Frances Mayes is, first and foremost, a poet. She once said, When I wrote the last line of Under the Tuscan Sun, I wrote the first line of Bella Tuscany. I knew I was not through writing about Italy. She writes about the Tuscan countryside with such powerful description and sensuality, the reader is transported to the slow pace of Cortona, Italy, where one simply breathes, notices, and appreciates life's small pleasures. Bella Tuscany continues the story of Frances and Ed's restoration of Bramasole, a 200-year-old Italian farmhouse, and their subsequent awakening to Italian culture. Every day holds a new adventure whether it be pruning olive trees, cooking mushroom ravioli, hosting house guests, traveling to Venice or Sicily, or browsing an antique market. Though Mayes is in Italy, the lesson to be learned here is that anyone, anywhere, can find amazement in the smallest object or in the most mundane place.
Mayes covers almost every aspect of Italian culture art, landscape, food, language, and history. She visits museums and reflects on the meaning and beauty of art. She buys old monogrammed linens and imagines who made them.
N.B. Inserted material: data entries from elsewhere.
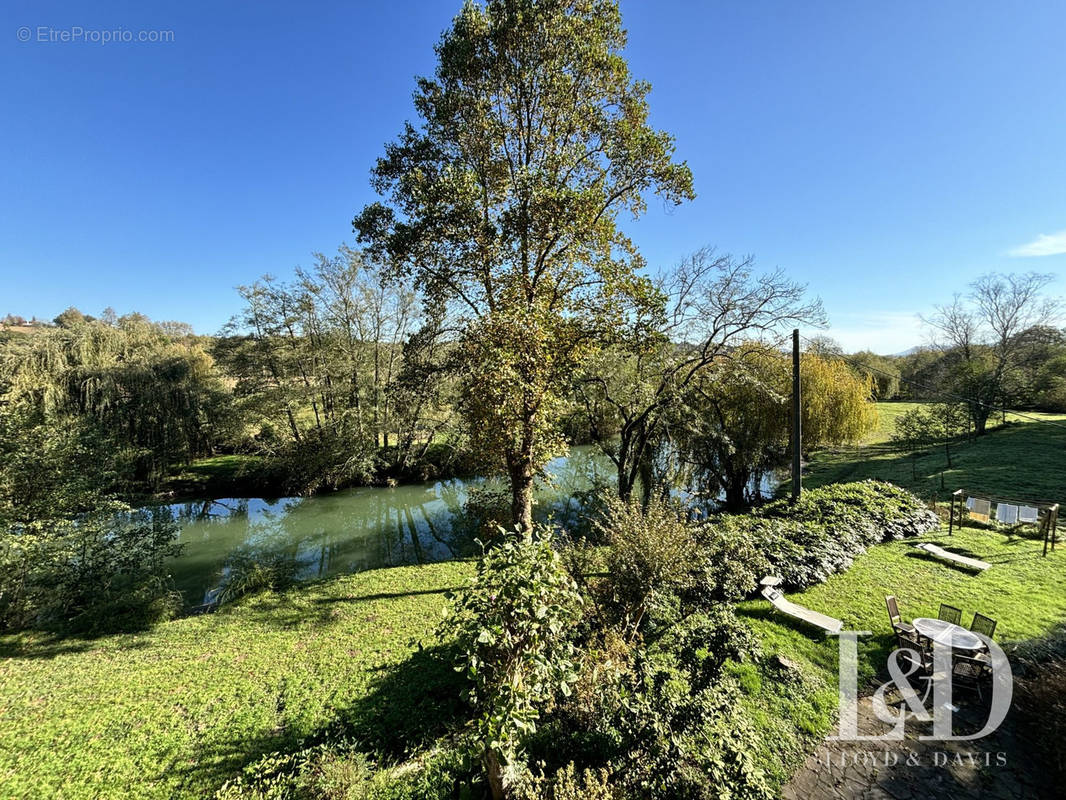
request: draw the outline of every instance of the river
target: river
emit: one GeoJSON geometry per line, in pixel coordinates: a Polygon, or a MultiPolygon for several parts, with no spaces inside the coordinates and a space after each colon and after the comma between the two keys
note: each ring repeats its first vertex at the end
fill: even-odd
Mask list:
{"type": "MultiPolygon", "coordinates": [[[[574,447],[547,467],[537,513],[573,513],[576,492],[613,480],[595,447],[574,447]]],[[[176,503],[182,554],[171,563],[188,606],[211,603],[235,560],[282,557],[297,580],[470,555],[476,544],[454,525],[470,485],[458,478],[362,487],[312,497],[212,498],[176,503]]]]}

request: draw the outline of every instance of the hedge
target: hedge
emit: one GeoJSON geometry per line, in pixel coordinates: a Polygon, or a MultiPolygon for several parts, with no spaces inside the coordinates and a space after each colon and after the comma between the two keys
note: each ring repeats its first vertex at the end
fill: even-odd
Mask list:
{"type": "Polygon", "coordinates": [[[715,517],[712,524],[749,537],[768,571],[796,590],[843,572],[871,545],[927,533],[940,520],[910,492],[867,480],[808,490],[795,505],[777,500],[752,514],[715,517]]]}

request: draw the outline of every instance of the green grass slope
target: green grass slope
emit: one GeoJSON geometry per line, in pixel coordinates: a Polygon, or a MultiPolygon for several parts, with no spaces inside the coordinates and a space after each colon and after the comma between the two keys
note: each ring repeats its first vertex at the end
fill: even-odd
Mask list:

She uncovers frescoes on the walls, wondering whose rough hands painted them. When she visits ancient monasteries she finds a spiritual kinship with those people who came before her. The sights and sounds of Tuscany often trigger Mayes's remembrance of her Southern roots, where she first realized this sense of place. The smell of lilacs or lavender in Italy take her back to her childhood in Fitzgerald, Georgia.
Bella Tuscany urges the reader to form an appreciation for the sometimes overlooked enjoyments of life from dipping weary feet in a cool Etruscan fountain on an August day, to sipping an afternoon cappuccino in a sidewalk cafe. The book evokes a series of images, paintings that capture the essence of the green, sweet, slow life in Italy. It is for anyone who has ever desired the romance of a faraway place or longed for a season of renewed possibility.